Portal Gaib di Pemandian Air Panas #3

Start from the beginning
                                    

"Orangnya aja udah gak ada," balasku.

Wildan pun menoleh ke tempat wanita tadi berendam. "Loh kok ngilang? Kemana dia?"

"Dah yuk balik aja, laper gw kebanyakan berendem," ucap Hendra.

"Hayu lah, lagian cewe tadinya juga udah gak ada," balas Wildan.

Kami pun ke luar kolam, mengganti baju, lalu berjalan ke luar area pemandian.

"Mir, lu gak ngasih tau tentang cewe tadi ke Wildan?" bisik Hendra.

"Ntar aja di kosan. Kalau sekarang, lu mau dia ninggalin kita di sini," balasku.

"Oh sip-sip."

"Lu berdua lagi ngomongin apa sih?" tanya Wildan.

"Enggak," balasku dan Hendra kompak.

*

Sampailah kita di parkiran, kondisinya masih sama saja. Ramai dengan makhluk-makhluk gaib beraneka ragam dan bentuk.

"Mir, itu kok belum nutup? Bukannya kata lu Ratu dah pulang?" tanya Hendra.

"Oh ... yang di pohon itu gak ada hubungan sama Ratu. Kan wilayah sini tuh pegunungan, jadi masih wajar kalau ada gerbang gaib yang terbuka. Skip aja, gak perlu diliat terus," jelasku.

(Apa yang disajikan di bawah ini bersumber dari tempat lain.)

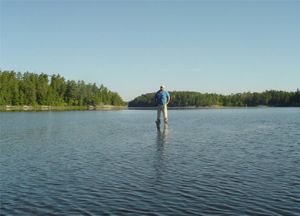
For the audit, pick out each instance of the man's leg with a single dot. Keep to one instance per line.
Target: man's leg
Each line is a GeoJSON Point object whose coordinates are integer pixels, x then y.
{"type": "Point", "coordinates": [165, 113]}
{"type": "Point", "coordinates": [158, 115]}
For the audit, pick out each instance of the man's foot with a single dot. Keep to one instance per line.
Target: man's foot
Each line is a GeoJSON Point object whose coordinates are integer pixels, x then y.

"Owh ... BTW, Mang Genta kemana nih? Kok gak keliatan?" tanya Hendra.

"Lagi jalan-jalan kali atau pulang duluan. Coba panggil aja, takutnya malah pacaran sama Si Kuning, kasian Wildan," balasku.

"Hah? Apa, Mir? Manggil gw?" tanya Wildan yang sedang membuka pintu mobil.

"Salah denger lu."

Kami pun akhirnya pergi dari tempat pemandian air panas. Tentunya untuk mencari tempat makan yang enak. Makanan kesukaan kami bertiga yaitu Sate Maranggi.

*

"Mir, tadi Ratu ngomong apa aja?" tanya Hendra.

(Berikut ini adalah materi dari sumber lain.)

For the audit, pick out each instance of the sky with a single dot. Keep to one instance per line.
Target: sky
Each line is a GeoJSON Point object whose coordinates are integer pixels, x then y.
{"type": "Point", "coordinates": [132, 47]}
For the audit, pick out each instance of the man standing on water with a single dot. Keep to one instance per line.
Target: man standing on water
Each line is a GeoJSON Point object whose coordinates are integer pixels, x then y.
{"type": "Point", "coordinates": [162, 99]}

"Dia cuman 'Say Hello' abis itu cerita dikit terus pulang."

"Begitu doang?"

"Huuh."

"Emang cerita apa?" tanya Wildan sambil menyetir mobil.

"Nanti aja deh gw ceritain di kosan. Sekarang konsen dulu, cari tukang Sate Maranggi yang masih buka," balasku.

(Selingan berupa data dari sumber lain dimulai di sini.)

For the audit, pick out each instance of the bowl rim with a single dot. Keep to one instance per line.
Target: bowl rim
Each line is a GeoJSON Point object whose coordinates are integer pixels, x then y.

Ternyata tidak jauh dari tempat pemandian air panas, ada pedagang Sate Maranggi yang masih buka.

"Mir, itu manusia kan?" tanya Hendra.

"Iya, masa Setan," balasku.

"Tau nih, Si Hendra mulai halu," ejek Wildan.

Mobil berhenti tepat di depan warung Sate Maranggi itu. Hanya ada gerobak sate, dengan beberapa meja dan bangku kayu. Setelah memesan 50 tusuk sate, kami pun langsung duduk.

"Gila tukang satenya greget bener," ucap Wildan.

"Kenapa emang?" tanyaku.

"Jualan sendirian, terus sekelilingnya pohon gede-gede plus hutan. Gw sih ogah, serem banget," jelas Wildan.

"Namanya juga usaha, kalau takut ya gak dapet duit," balasku.

Aku melirik ke arah Hendra. Entah kenapa sejak tadi dia menundukan kepala dan komat-kamit tidak jelas.

"Temen lu kenapa tuh, Dan?" Secara tidak langsung aku menyuruh Wildan mengecek Hendra yang duduk di dekatnya.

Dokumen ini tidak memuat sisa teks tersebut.